Support for Spatial 2D, 3D geometries in Dgraph

@mrjn : I have the following questions to make a decision

  1. I wanted to check if Dgraph has extensive support for the geospatial data storage and retrieval in it. Does it support 2d and 3d geometries and also the coordinate reference systems (CRS) as supported in neo4j like Spatial values - Neo4j Cypher Manual

  2. If available, how does it differ on the performance with neo4j on the spatial data storage and retrieval.

  3. Does dgraph have support for spatial indexing using s2 geometry ?

Do let us know.

  1. Geographic information (lat, long) is supported, and specifically I see index handling for MultiPolygon, Polygon, Point, types. geo tutorial
  2. dgraph is a very different architecture than neo4j, so it is probably hard to compare apples to apples here. But the data is indexed with a geo index, so that will be as fast as many of the other indices available.
  3. An s2 index implementation is what is used to index the geometry data. (code)

Thanks for the quick response.
@iluminae @mrjn
Question 1:
We have a requirement to store a connected historical data (immutable) graph.
Which model do you suggest for a better balance in query and ingest performance. ?

  1. Can the historical attribute values be stored as nodes with historical dates as the edges/relationships.
  2. Any other model you recommend ??

Question 2:
What is the sizing config on Dgraph cloud to handle the data with about 3 Billion nodes and 3.5 Billion relations.

Total Nodes: 3.2 Billion (Each node has about ~3-4 attributes ,One special node type has about 200 attributes, one of the attribute would be of type ‘geo’)
Relationships: 3-3.5 Billion edges (1-2 attributes)

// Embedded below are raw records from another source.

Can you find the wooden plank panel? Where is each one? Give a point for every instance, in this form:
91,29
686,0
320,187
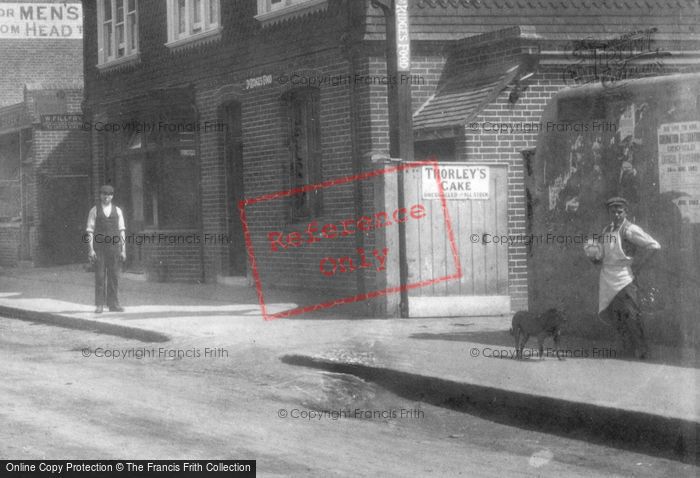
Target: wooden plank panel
459,306
480,225
455,209
439,249
413,228
493,251
466,249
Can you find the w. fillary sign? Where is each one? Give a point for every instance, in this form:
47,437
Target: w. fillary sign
48,21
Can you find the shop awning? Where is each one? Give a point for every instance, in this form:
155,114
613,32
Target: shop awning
461,96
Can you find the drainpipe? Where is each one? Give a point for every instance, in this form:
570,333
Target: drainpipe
349,44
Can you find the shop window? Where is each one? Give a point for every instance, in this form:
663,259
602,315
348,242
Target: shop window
275,9
157,176
190,20
305,151
118,30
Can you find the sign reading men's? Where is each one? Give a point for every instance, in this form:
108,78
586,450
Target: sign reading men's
48,21
459,181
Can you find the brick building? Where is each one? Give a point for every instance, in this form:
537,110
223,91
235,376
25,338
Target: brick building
197,104
44,154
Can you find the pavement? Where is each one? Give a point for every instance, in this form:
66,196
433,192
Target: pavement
461,363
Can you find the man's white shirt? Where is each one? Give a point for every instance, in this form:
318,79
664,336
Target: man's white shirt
107,210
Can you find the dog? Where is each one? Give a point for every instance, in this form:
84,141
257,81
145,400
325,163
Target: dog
526,324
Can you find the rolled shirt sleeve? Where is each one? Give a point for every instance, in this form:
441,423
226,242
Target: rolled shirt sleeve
639,238
120,216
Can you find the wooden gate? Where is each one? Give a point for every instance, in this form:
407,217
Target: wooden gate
483,287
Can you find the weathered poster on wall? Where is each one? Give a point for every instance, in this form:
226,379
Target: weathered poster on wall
679,166
459,182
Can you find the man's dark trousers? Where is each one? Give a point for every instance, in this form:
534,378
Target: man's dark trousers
107,276
107,249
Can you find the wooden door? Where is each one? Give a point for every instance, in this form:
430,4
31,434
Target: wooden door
483,287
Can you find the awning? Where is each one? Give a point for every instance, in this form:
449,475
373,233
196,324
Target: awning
462,96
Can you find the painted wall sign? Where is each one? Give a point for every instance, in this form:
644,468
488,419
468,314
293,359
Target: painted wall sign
258,82
403,39
47,21
459,181
679,166
61,122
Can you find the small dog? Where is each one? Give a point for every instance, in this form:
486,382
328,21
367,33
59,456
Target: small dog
526,324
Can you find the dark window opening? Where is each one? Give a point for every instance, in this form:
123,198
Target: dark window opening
443,150
305,152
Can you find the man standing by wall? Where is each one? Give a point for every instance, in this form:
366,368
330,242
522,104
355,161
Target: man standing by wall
107,245
625,248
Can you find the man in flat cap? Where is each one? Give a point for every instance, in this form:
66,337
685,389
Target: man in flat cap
107,246
625,248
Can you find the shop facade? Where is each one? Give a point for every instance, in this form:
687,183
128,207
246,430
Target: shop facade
44,178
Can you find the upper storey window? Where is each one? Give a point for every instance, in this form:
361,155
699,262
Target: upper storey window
270,11
118,31
192,20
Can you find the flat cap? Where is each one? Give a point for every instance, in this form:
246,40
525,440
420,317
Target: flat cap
616,201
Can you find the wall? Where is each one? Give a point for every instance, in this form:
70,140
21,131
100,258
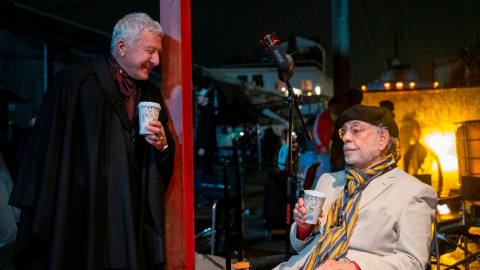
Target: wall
436,111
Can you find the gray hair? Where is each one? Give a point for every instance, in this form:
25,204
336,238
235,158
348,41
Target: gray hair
129,28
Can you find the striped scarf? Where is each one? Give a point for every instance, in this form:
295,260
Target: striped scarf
342,216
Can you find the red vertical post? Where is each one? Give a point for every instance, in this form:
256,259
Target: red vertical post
176,66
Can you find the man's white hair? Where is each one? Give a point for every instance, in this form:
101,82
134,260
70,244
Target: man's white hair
129,27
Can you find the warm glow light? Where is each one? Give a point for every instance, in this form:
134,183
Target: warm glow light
444,146
443,209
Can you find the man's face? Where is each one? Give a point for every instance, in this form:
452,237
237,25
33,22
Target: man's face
141,56
363,144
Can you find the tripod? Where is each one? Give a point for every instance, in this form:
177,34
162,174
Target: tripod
291,176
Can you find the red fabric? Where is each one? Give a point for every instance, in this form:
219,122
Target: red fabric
323,129
356,266
126,84
303,233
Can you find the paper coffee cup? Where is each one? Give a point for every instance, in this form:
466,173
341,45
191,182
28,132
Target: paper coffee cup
313,201
147,111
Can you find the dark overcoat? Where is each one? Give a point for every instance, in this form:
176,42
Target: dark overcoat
91,189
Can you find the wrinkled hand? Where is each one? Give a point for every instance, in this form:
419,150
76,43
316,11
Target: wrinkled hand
158,138
300,214
334,265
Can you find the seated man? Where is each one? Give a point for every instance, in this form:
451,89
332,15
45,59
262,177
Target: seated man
375,216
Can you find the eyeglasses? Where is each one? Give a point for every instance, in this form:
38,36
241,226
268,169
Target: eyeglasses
354,130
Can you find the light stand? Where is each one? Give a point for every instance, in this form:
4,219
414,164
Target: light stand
291,176
286,69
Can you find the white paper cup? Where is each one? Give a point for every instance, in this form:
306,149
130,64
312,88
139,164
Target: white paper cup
147,111
313,202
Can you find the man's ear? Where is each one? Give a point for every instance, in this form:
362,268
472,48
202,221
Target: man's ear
121,47
384,138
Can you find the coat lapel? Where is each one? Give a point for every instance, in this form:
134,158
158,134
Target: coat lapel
377,187
111,89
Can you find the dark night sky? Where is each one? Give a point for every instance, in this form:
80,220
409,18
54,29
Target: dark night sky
427,29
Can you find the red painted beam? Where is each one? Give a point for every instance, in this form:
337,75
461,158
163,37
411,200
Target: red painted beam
177,88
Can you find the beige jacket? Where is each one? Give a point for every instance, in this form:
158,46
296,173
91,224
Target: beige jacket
394,223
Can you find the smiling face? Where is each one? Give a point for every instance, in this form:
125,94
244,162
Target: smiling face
139,57
364,144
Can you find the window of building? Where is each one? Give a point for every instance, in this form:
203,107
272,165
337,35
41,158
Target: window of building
307,85
257,80
280,86
242,77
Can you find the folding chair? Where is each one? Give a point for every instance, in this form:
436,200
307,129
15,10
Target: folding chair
453,233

Please let us know of your thoughts.

I wont know how to design your schema really but let me give you some advice on how dgraph internally manages storage - which may help you in drawing conclusions with respect to ingestion and performance:

  1. Dgraph stores data by tablet, which is synonymous with a predicate. (an ‘attribute’ key as you have written above - sometimes getting the jargon to all match up is half the battle)
  2. Therefore, dgraph does not store anything per ‘node’ or ‘edge’. A node is just a unique ID some triples share as a subject.
  3. So, if you have 1M predicates ‘on a node’ vs. 3 predicates ‘on a node’, dgraph does not care, and will be equally performant at query time (specifically on querying X things ‘on a node’ in either pattern)
  4. Conversely, if you have a huge graph with billions of values, and it only has 5 different predicates (attribute keys, if you will) total, that will give you terrible performance, since the storage is by predicate.
  5. As an extension of the above, indicies will also be huge corresponding to the predicate being indexed.
  6. A well balanced huge database with billions of (key,value)s should be well balanced across a good number of predicates. What is a good number? That may take some work to find out.

I highly suggest you read the whitepaper before designing a database of this magnitude. It is certainly possible to do (I have ~4Bn triples in my current production dgraph) but you should not go in without understanding exactly how dgraph performs operations as to best design your database.

Good luck!

1 Like

Thanks.I shall go through the same.